Em primeira instância, a depressão é um distúrbio psíquico caracterizado pela perda total ou parcial do interesse pela vida, e que comumente incita alterações fisiológicas. Nos dias de hoje, esse transtorno é o que mais acomete jovens e adolescentes no Brasil, tendo como causas o uso de álcool e drogas, a perda de um ente querido ou o histórico médico familiar, por exemplo. Todavia, ainda há no país uma cultura que associa tratamentos psiquiátricos ou psicoterapêuticos a indivíduos psicóticos, que somada a falta de apoio da família, verificada em alguns casos, responde pelo elevado número de pacientes depressivos que não buscam profissionais de saúde especializados.
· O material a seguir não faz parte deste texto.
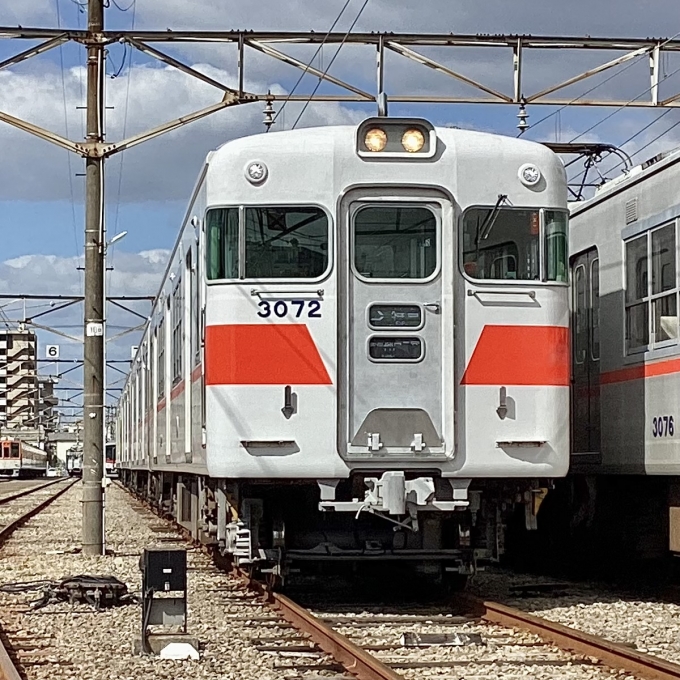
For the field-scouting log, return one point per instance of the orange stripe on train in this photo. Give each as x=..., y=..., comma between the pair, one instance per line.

Outrossim, as relações estabelecidas no ambiente escolar e o desempenho obtido pelos estudantes são outros fatores que corroboram com o aumento no número de casos de jovens e adolescentes brasileiros acometidos pelo transtorno depressivo maior. Os indivíduos que experimentam baixo rendimento em avaliações e atividades, a sensação de desadaptação a determinados grupos e o bullying praticado por colegas de classe tendem a tornar-se mais vulneráveis ao desenvolvimento de distúrbios psicológicos. Além disso, a depressão é hoje uma das doenças menos compreendidas pela sociedade e costuma-se atribuir a culpa do problema ao doente, que por consequência não busca ajuda da família ou de professores.
Sendo assim, é inquestionável a necessidade de buscar mudanças que objetivem reduzir o número de indivíduos acometidos pela depressão. As Secretarias municipais de Saúde devem promover a realização de palestras, em espaços públicos das cidades brasileiras, que contem com a participação da sociedade civil e que disponibilizem informações acerca da importância de buscar ajuda profissional e do apoio da família diante de casos de transtorno depressivo maior. Além disso, o Ministério da Saúde, em parceria com as Secretarias de Educação, deve assegurar a presença de psicólogos nas escolas estaduais e municipais do país, proporcionando um possível diagnóstico de depressão e seu consequente tratamento.